On Tuesday, both spot gold and US gold futures’ prices had beaten hasty retreats with spot gold tumbling as much as 1.0 per cent, as American currency had spiked to a nearly 10-1/2-month peak and US Treasury Yields had spurred up over prospects of an earlier-than-anticipated rate hike from the US Federal Reserve.
In point of fact, in the day’s Newtonian upsurge in American Dollar, which appeared to have hammered down the bullion’s prices, was mostly prompted by the likelihoods of a hike in benchmark borrowing cost from the US Fed as early as by 2022, as nine out of eighteen Fed policymakers had raised voices over a tapering of fiscal support by November and a rate-hike by 2022, much earlier than a prior projection of end-2023, eventually stoking a safe-haven bid for the American currency.
Besides, since last week’s US Fed policy meet, US Treasury Yields had been rallying at a breakneck pace and had returned above a 1.5 per cent level to their strongest in more than three months on Tuesday, pressing the safe-haven yellow metal prices further.
On top of that, US Treasury’s Janet Yellen had said earlier in the day that the US Govt. would run of fresh liquidity by October 18 unless the US Fed could raise its borrowing limit, putting pressure on US Central Bank to raise interest rate further in a bid to put the kibosh on a high-flying inflation, as an influx of more liquidity through debts, which eventually have to be paid out by the Americans in form of taxation from their gross outputs, would flare up inflation indicators further, in due course increasing appetite for US Treasury Yields.
However, usually, spot gold is seen as a hedge against a higher inflation.
Gold tumbles over 1.0 per cent as US Treasury Yields, US Dollar flare up
Citing statistics, in the day’s late-afternoon US trading hours, spot gold prices had edged 0.8 per cent lower to $1,736.81 an ounce after hitting a 1-1/2-month low of $1,726.19 per ounce earlier in the day, while US gold futures faltered 0.8 per cent to $1,735.5 an ounce.
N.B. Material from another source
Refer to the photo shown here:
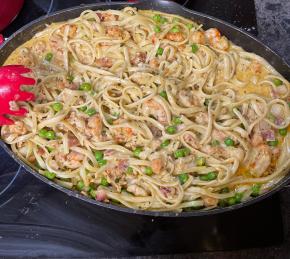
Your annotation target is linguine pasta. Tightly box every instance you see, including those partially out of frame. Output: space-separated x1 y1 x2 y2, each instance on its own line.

US Dollar Index (DXY) measured against a basket of six major currencies rose 0.4 per cent, while US 10-year Treasury bond notes were last trading at 1.525 per cent. Meanwhile, referring to latest US Fed policy meet, a head of commodity strategies at TD Securities, Bart Melek said, “The dot plots set by FOMC members signalling an earlier-than-previously-expected rise in Fed’s fund rates, and the move higher across the yield curve continue to have a negative impact on gold”.